The Commerce Department’s inquiry has left the U.S. solar industry without a clear understanding of the risk that developers face from the possibility of unpredictable retroactive tariffs. ACP found that the uncertainty of potential retroactive tariffs is forcing companies to delay or cancel over 24GW of projects and consider laying off 38,000 Americans – equivalent to more than a third of the entire utility-scale solar workforce. The data also indicates that, without a swift resolution, the case could cause $30 billion in lost economic investment.

The uncertainty of the scale of these potential tariffs, perpetuated by the Department of Commerce and the Biden administration, is having severe impacts on a domestic solar industry that the administration itself says needs to grow faster than ever.

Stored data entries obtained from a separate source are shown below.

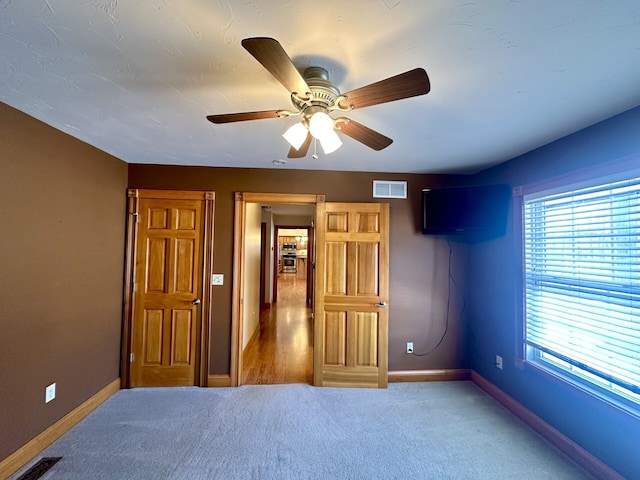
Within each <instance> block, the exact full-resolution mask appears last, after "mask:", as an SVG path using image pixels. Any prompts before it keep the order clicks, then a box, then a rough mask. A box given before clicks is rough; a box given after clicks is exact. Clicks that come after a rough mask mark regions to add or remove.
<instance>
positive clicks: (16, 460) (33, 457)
mask: <svg viewBox="0 0 640 480" xmlns="http://www.w3.org/2000/svg"><path fill="white" fill-rule="evenodd" d="M118 390H120V379H119V378H117V379H115V380H114V381H113V382H111V383H110V384H108V385H107V386H106V387H104V388H103V389H102V390H100V391H99V392H97V393H96V394H95V395H93V396H92V397H91V398H89V399H88V400H87V401H86V402H84V403H82V404H81V405H79V406H78V407H76V408H74V409H73V410H71V411H70V412H69V413H67V414H66V415H65V416H64V417H62V418H61V419H60V420H58V421H57V422H56V423H54V424H53V425H51V426H50V427H49V428H47V429H46V430H45V431H44V432H42V433H41V434H39V435H38V436H37V437H35V438H33V439H32V440H31V441H29V442H28V443H26V444H25V445H23V446H22V447H20V448H19V449H18V450H16V451H15V452H13V453H12V454H11V455H9V456H8V457H7V458H5V459H4V460H2V462H0V478H8V477H9V476H10V475H13V474H14V473H15V472H17V471H18V470H20V469H21V468H22V467H23V466H25V465H26V464H27V463H29V461H31V459H33V458H34V457H35V456H37V455H38V454H39V453H40V452H42V451H43V450H44V449H45V448H47V447H48V446H49V445H51V444H52V443H53V442H55V441H56V440H57V439H58V438H60V437H61V436H62V435H64V434H65V433H67V432H68V431H69V430H71V428H73V426H74V425H76V424H77V423H78V422H79V421H80V420H82V419H83V418H84V417H86V416H87V415H89V413H91V412H92V411H93V410H95V409H96V408H97V407H99V406H100V405H101V404H102V403H104V401H105V400H107V399H108V398H109V397H110V396H112V395H113V394H114V393H116V392H117V391H118Z"/></svg>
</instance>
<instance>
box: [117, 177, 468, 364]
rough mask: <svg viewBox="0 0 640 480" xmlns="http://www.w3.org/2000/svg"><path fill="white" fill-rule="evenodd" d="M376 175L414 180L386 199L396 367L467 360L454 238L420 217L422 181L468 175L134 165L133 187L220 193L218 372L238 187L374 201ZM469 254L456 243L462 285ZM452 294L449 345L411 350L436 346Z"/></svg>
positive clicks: (276, 191) (347, 201)
mask: <svg viewBox="0 0 640 480" xmlns="http://www.w3.org/2000/svg"><path fill="white" fill-rule="evenodd" d="M374 179H377V180H381V179H384V180H407V181H408V183H409V199H408V200H384V201H388V202H389V203H390V204H391V235H390V237H391V238H390V244H391V245H390V247H391V248H390V299H389V300H390V301H389V304H390V312H389V314H390V320H389V322H390V326H389V369H390V370H410V369H417V370H420V369H432V368H462V367H465V366H467V365H466V359H465V338H466V337H465V332H464V328H463V326H462V325H461V323H460V317H461V310H462V308H463V305H464V301H463V300H462V297H461V295H462V292H461V291H460V290H459V289H457V288H456V287H455V285H453V283H452V290H451V292H449V290H448V284H449V281H448V280H449V277H448V275H449V270H448V259H449V245H448V244H447V242H446V240H445V239H442V238H434V237H427V236H424V235H422V234H421V233H420V229H419V218H420V195H421V193H420V192H421V189H422V188H424V187H435V186H442V185H455V184H459V183H461V182H463V181H467V180H468V178H467V177H459V176H442V175H408V174H380V173H354V172H326V171H303V170H275V169H234V168H206V167H171V166H157V165H135V164H132V165H129V186H130V187H131V188H160V189H185V190H213V191H215V193H216V207H215V233H214V234H215V239H214V272H215V273H222V274H224V276H225V279H228V281H226V282H225V285H223V286H219V287H214V290H213V292H214V293H213V295H214V296H213V298H214V305H213V319H212V338H211V353H210V369H209V370H210V373H212V374H228V373H229V365H230V364H229V361H230V359H229V355H230V326H231V288H232V282H231V278H232V261H233V255H232V254H233V250H232V248H233V199H234V192H260V193H269V192H282V193H314V194H323V195H325V196H326V200H327V201H328V202H373V201H377V200H376V199H373V198H372V187H373V186H372V181H373V180H374ZM465 258H466V248H465V246H464V245H456V244H453V255H452V273H453V275H454V278H455V280H456V281H457V284H458V287H459V288H462V287H463V285H464V279H463V275H462V272H463V270H464V262H465ZM449 293H451V297H450V302H449V325H448V329H449V330H448V333H447V336H446V338H445V340H444V342H443V343H442V345H441V346H440V347H439V348H438V349H437V350H436V351H435V352H434V353H433V354H431V355H428V356H424V357H415V356H410V355H407V354H406V353H405V344H406V342H407V341H413V342H414V347H415V350H416V352H417V353H420V352H423V351H427V350H429V349H431V348H432V347H433V346H435V344H436V343H437V341H438V340H439V338H440V336H441V335H442V332H443V331H444V329H445V328H446V316H447V303H448V302H447V300H448V299H449Z"/></svg>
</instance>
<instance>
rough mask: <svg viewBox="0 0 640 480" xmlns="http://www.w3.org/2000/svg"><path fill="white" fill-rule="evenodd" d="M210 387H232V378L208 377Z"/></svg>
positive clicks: (226, 376) (229, 376)
mask: <svg viewBox="0 0 640 480" xmlns="http://www.w3.org/2000/svg"><path fill="white" fill-rule="evenodd" d="M207 386H208V387H230V386H231V376H230V375H209V376H208V377H207Z"/></svg>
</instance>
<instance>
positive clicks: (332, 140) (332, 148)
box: [320, 130, 342, 155]
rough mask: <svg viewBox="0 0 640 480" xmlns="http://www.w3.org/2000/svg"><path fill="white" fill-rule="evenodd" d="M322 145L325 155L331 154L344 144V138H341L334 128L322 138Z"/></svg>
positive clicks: (321, 139) (322, 147)
mask: <svg viewBox="0 0 640 480" xmlns="http://www.w3.org/2000/svg"><path fill="white" fill-rule="evenodd" d="M320 145H321V146H322V151H323V152H324V153H325V155H329V154H330V153H333V152H335V151H336V150H337V149H339V148H340V147H341V146H342V140H340V137H339V136H338V134H337V133H336V132H335V131H333V130H332V131H331V132H329V133H327V134H325V136H324V137H322V138H321V139H320Z"/></svg>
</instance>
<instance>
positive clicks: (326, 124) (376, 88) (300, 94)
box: [207, 37, 431, 158]
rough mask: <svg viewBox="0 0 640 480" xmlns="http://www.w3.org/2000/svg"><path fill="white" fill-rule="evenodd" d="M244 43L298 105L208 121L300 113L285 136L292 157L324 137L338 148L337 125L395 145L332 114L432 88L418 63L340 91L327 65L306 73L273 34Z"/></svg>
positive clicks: (332, 144) (214, 119)
mask: <svg viewBox="0 0 640 480" xmlns="http://www.w3.org/2000/svg"><path fill="white" fill-rule="evenodd" d="M242 46H243V47H244V48H245V49H246V50H247V51H248V52H249V53H250V54H251V55H253V57H254V58H255V59H256V60H258V61H259V62H260V63H261V64H262V66H263V67H264V68H266V69H267V70H268V71H269V73H271V75H273V76H274V77H275V78H276V80H278V81H279V82H280V83H281V84H282V85H283V86H284V87H285V88H286V89H287V90H288V91H289V92H290V93H291V102H292V104H293V106H294V110H293V111H292V110H265V111H259V112H243V113H227V114H221V115H208V116H207V120H209V121H211V122H213V123H231V122H242V121H246V120H259V119H263V118H285V117H292V116H298V115H299V116H300V117H301V121H300V122H299V123H296V124H294V125H293V126H292V127H290V128H289V129H288V130H287V131H286V132H285V133H284V135H283V137H284V138H285V139H286V140H287V141H288V142H289V143H290V144H291V149H290V150H289V154H288V155H287V157H289V158H302V157H305V156H306V155H307V152H308V150H309V146H310V145H311V142H312V141H313V140H314V139H316V140H318V141H319V142H320V145H321V146H322V149H323V151H324V152H325V154H329V153H331V152H334V151H335V150H337V149H338V148H340V146H341V145H342V141H341V140H340V137H339V136H338V135H337V133H336V130H337V131H339V132H341V133H343V134H345V135H347V136H349V137H351V138H353V139H355V140H357V141H359V142H361V143H363V144H364V145H366V146H368V147H370V148H372V149H374V150H382V149H383V148H386V147H388V146H389V145H391V143H392V142H393V140H392V139H390V138H389V137H386V136H384V135H382V134H381V133H378V132H376V131H374V130H372V129H370V128H368V127H366V126H364V125H362V124H361V123H358V122H356V121H355V120H351V119H349V118H346V117H342V116H341V117H338V118H333V117H332V116H331V115H330V114H331V113H332V112H336V111H337V112H349V111H351V110H353V109H356V108H364V107H370V106H372V105H378V104H381V103H386V102H393V101H395V100H402V99H403V98H409V97H415V96H418V95H424V94H426V93H429V90H430V89H431V85H430V83H429V77H428V76H427V72H425V71H424V69H422V68H416V69H414V70H409V71H408V72H405V73H401V74H400V75H396V76H393V77H389V78H387V79H385V80H381V81H379V82H375V83H372V84H370V85H367V86H364V87H360V88H357V89H355V90H352V91H350V92H347V93H340V90H338V88H337V87H336V86H335V85H334V84H333V83H331V82H330V81H329V75H328V72H327V70H325V69H324V68H322V67H309V68H307V69H306V70H305V71H304V73H303V74H302V75H301V74H300V72H299V71H298V70H297V68H296V67H295V65H294V64H293V62H292V61H291V59H290V58H289V56H288V55H287V53H286V52H285V51H284V49H283V48H282V45H280V43H279V42H278V41H277V40H274V39H273V38H267V37H256V38H245V39H244V40H242ZM314 158H317V155H315V154H314Z"/></svg>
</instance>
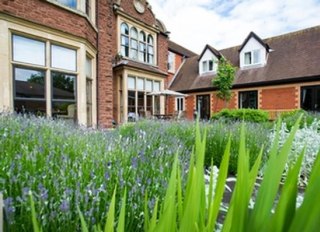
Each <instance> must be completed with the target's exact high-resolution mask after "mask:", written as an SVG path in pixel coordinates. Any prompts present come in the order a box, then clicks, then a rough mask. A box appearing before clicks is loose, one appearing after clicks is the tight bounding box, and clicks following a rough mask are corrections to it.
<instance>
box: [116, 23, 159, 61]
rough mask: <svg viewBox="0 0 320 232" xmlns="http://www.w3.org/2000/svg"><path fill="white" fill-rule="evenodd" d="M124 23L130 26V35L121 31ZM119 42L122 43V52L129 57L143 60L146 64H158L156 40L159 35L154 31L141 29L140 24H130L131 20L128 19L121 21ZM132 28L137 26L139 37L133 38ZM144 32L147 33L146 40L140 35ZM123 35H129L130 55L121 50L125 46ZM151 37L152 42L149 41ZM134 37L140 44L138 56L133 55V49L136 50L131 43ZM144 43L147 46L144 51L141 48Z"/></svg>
mask: <svg viewBox="0 0 320 232" xmlns="http://www.w3.org/2000/svg"><path fill="white" fill-rule="evenodd" d="M122 24H126V25H127V26H128V28H129V35H124V34H122V33H121V25H122ZM119 25H120V26H119V35H120V36H119V39H120V41H119V44H120V47H119V48H120V54H121V55H122V56H124V57H126V58H128V59H131V60H134V61H138V62H141V63H145V64H150V65H155V64H156V40H157V37H156V36H157V35H156V34H154V33H150V32H148V31H147V30H144V29H141V28H139V27H138V26H136V25H132V24H130V23H129V22H126V21H122V20H121V21H120V24H119ZM132 28H135V29H136V30H137V35H138V37H137V38H131V37H132V36H131V29H132ZM141 32H143V33H144V35H145V41H144V40H143V39H142V38H141V36H140V33H141ZM123 36H127V37H128V39H129V53H128V55H126V54H123V53H122V52H121V48H122V47H123V46H122V41H121V38H122V37H123ZM149 38H151V39H152V43H149V40H150V39H149ZM132 39H134V40H136V41H137V44H138V50H137V57H133V56H132V52H133V50H135V51H136V49H133V48H132V44H131V41H132ZM142 45H144V46H145V50H144V51H142V50H141V46H142Z"/></svg>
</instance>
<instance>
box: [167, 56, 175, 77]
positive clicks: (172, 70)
mask: <svg viewBox="0 0 320 232" xmlns="http://www.w3.org/2000/svg"><path fill="white" fill-rule="evenodd" d="M175 63H176V62H175V54H174V53H173V52H170V51H169V52H168V71H170V72H175Z"/></svg>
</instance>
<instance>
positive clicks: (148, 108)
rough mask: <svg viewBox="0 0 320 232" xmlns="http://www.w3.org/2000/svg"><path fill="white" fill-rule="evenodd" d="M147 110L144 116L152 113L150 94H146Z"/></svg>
mask: <svg viewBox="0 0 320 232" xmlns="http://www.w3.org/2000/svg"><path fill="white" fill-rule="evenodd" d="M147 111H149V112H146V116H147V117H148V114H149V113H150V114H152V113H153V112H152V96H150V95H147Z"/></svg>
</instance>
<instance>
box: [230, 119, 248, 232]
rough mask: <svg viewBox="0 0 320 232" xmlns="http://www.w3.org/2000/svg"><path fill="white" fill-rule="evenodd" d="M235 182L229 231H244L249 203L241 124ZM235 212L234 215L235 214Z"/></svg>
mask: <svg viewBox="0 0 320 232" xmlns="http://www.w3.org/2000/svg"><path fill="white" fill-rule="evenodd" d="M237 172H238V175H237V182H236V186H235V190H234V194H235V197H234V207H235V208H236V211H233V213H234V215H233V220H232V225H231V231H244V226H245V225H246V224H245V223H246V221H247V214H248V204H249V198H250V196H249V190H248V188H249V157H248V154H247V151H246V142H245V128H244V124H242V126H241V132H240V146H239V156H238V167H237ZM235 214H236V215H235Z"/></svg>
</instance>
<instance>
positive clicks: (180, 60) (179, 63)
mask: <svg viewBox="0 0 320 232" xmlns="http://www.w3.org/2000/svg"><path fill="white" fill-rule="evenodd" d="M182 61H183V57H182V56H181V55H180V54H175V70H176V72H177V71H178V69H179V68H180V65H181V64H182Z"/></svg>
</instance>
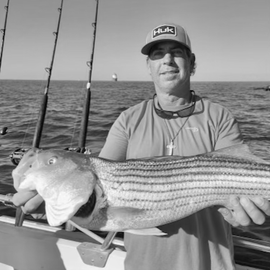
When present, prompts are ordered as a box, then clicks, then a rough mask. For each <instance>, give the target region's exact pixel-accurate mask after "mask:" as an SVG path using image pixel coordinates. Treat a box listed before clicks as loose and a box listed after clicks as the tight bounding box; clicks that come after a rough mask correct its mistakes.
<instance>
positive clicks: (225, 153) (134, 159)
mask: <svg viewBox="0 0 270 270" xmlns="http://www.w3.org/2000/svg"><path fill="white" fill-rule="evenodd" d="M13 179H14V186H15V188H16V189H17V190H21V189H26V190H36V191H37V192H38V193H39V194H40V195H41V196H42V197H43V199H44V200H45V204H46V215H47V219H48V222H49V224H50V225H52V226H58V225H61V224H63V223H64V222H66V221H67V220H69V219H72V220H73V221H74V222H76V223H77V224H79V225H80V226H82V227H85V228H87V229H90V230H104V231H126V230H137V229H144V228H153V227H156V226H159V225H163V224H166V223H170V222H173V221H176V220H179V219H181V218H184V217H187V216H189V215H191V214H193V213H195V212H197V211H200V210H202V209H204V208H206V207H210V206H214V205H223V206H225V207H226V206H228V203H229V197H230V195H236V196H247V197H253V196H257V195H260V196H263V197H265V198H267V199H270V164H269V163H267V162H265V161H263V160H261V159H259V158H258V157H256V156H254V155H252V154H251V153H250V152H249V149H248V147H247V146H246V145H242V144H241V145H235V146H233V147H229V148H224V149H222V150H219V151H215V152H212V153H207V154H203V155H198V156H192V157H185V158H183V157H175V156H173V157H171V156H167V157H157V158H146V159H133V160H127V161H124V162H115V161H110V160H105V159H101V158H97V157H92V156H89V155H84V154H80V153H75V152H67V151H64V150H38V149H31V150H29V151H28V152H27V153H26V154H25V155H24V157H23V159H22V160H21V162H20V164H19V165H18V167H17V168H16V169H15V170H14V171H13Z"/></svg>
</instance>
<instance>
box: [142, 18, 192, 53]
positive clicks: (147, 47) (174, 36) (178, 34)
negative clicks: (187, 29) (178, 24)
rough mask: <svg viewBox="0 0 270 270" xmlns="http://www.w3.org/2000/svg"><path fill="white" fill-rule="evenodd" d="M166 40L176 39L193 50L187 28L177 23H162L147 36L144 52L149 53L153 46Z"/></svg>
mask: <svg viewBox="0 0 270 270" xmlns="http://www.w3.org/2000/svg"><path fill="white" fill-rule="evenodd" d="M165 40H174V41H176V42H179V43H180V44H182V45H184V46H186V47H187V48H188V49H189V50H190V51H191V43H190V39H189V37H188V34H187V32H186V30H185V29H184V28H183V27H182V26H180V25H177V24H174V23H168V24H162V25H159V26H157V27H155V28H154V29H153V30H151V31H150V32H149V33H148V35H147V37H146V44H145V45H144V46H143V48H142V49H141V52H142V54H145V55H148V54H149V51H150V49H151V47H152V46H153V45H154V44H156V43H158V42H160V41H165Z"/></svg>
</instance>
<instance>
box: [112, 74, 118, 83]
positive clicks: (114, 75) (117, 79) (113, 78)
mask: <svg viewBox="0 0 270 270" xmlns="http://www.w3.org/2000/svg"><path fill="white" fill-rule="evenodd" d="M112 79H113V81H115V82H117V80H118V78H117V74H116V73H113V75H112Z"/></svg>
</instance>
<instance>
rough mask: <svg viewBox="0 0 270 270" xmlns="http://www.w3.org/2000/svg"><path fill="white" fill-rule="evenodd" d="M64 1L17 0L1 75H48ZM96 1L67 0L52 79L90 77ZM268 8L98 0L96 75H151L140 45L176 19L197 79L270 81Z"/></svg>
mask: <svg viewBox="0 0 270 270" xmlns="http://www.w3.org/2000/svg"><path fill="white" fill-rule="evenodd" d="M6 3H7V0H0V28H1V29H2V28H3V27H4V19H5V9H4V6H5V5H6ZM60 3H61V1H60V0H46V1H45V0H43V1H42V0H23V1H22V0H10V6H9V13H8V21H7V29H6V38H5V44H4V45H5V46H4V54H3V60H2V68H1V73H0V79H30V80H46V79H47V77H48V74H47V73H46V71H45V68H46V67H49V66H50V63H51V59H52V53H53V45H54V40H55V37H54V35H53V34H52V33H53V32H55V31H56V27H57V21H58V15H59V12H58V7H60ZM95 7H96V0H64V5H63V10H62V20H61V25H60V31H59V37H58V44H57V48H56V54H55V60H54V66H53V72H52V78H51V79H52V80H85V81H87V80H88V74H89V68H88V66H87V65H86V62H87V61H89V60H90V56H91V52H92V43H93V27H92V23H93V22H94V18H95ZM269 12H270V0H166V1H164V0H99V12H98V22H97V35H96V46H95V53H94V63H93V73H92V80H105V81H106V80H111V76H112V74H113V73H116V74H117V75H118V78H119V80H120V81H150V80H151V77H150V75H149V73H148V71H147V67H146V57H145V56H144V55H142V54H141V53H140V50H141V48H142V46H143V45H144V43H145V38H146V35H147V33H148V32H149V31H151V30H152V29H153V28H154V27H156V26H158V25H160V24H163V23H169V22H173V23H177V24H180V25H181V26H183V27H184V28H185V29H186V30H187V32H188V34H189V37H190V39H191V43H192V50H193V52H194V53H195V55H196V60H197V69H196V73H195V75H194V76H193V77H192V81H270V15H269ZM1 41H2V38H1Z"/></svg>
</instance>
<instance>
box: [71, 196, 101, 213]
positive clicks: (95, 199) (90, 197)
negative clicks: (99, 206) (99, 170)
mask: <svg viewBox="0 0 270 270" xmlns="http://www.w3.org/2000/svg"><path fill="white" fill-rule="evenodd" d="M95 205H96V194H95V192H93V193H92V194H91V196H90V197H89V199H88V201H87V202H86V203H85V204H84V205H82V206H81V207H80V208H79V210H78V211H77V212H76V214H75V215H74V217H81V218H86V217H88V216H90V215H91V214H92V212H93V211H94V208H95Z"/></svg>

ACP found that the implications of this uncertainty will cause a 47% reduction in President Biden’s solar goal of 81GW of new solar capacity across 2022-2023.

Furthermore, in entertaining this case, the Department of Commerce is upending its own decade-long precedent on solar module tariffs – all to appease the rogue actor who brought this case without the backing of a single other domestic manufacturing company.

The solutions for ensuring increased domestic manufacturing – manufacturing incentives – are artfully designed and included in the House-passed reconciliation legislation. But in considering tariffs, the Department of Commerce is resorting to a failed solution that has proven not to meaningfully increase domestic manufacturing throughout the past decade.

The results from ACP’s study are more than just numbers on a page. Behind each data point are proud men and women that power clean energy in America, who are rightfully questioning why President Biden’s own administration is imperiling their livelihoods. President Biden and the Department of Commerce must swiftly dismiss this inquiry for what it is – a self-serving attempt by one lone company to game the system to the detriment of the domestic solar industry – and guarantee certainty for the Americans building our clean energy future.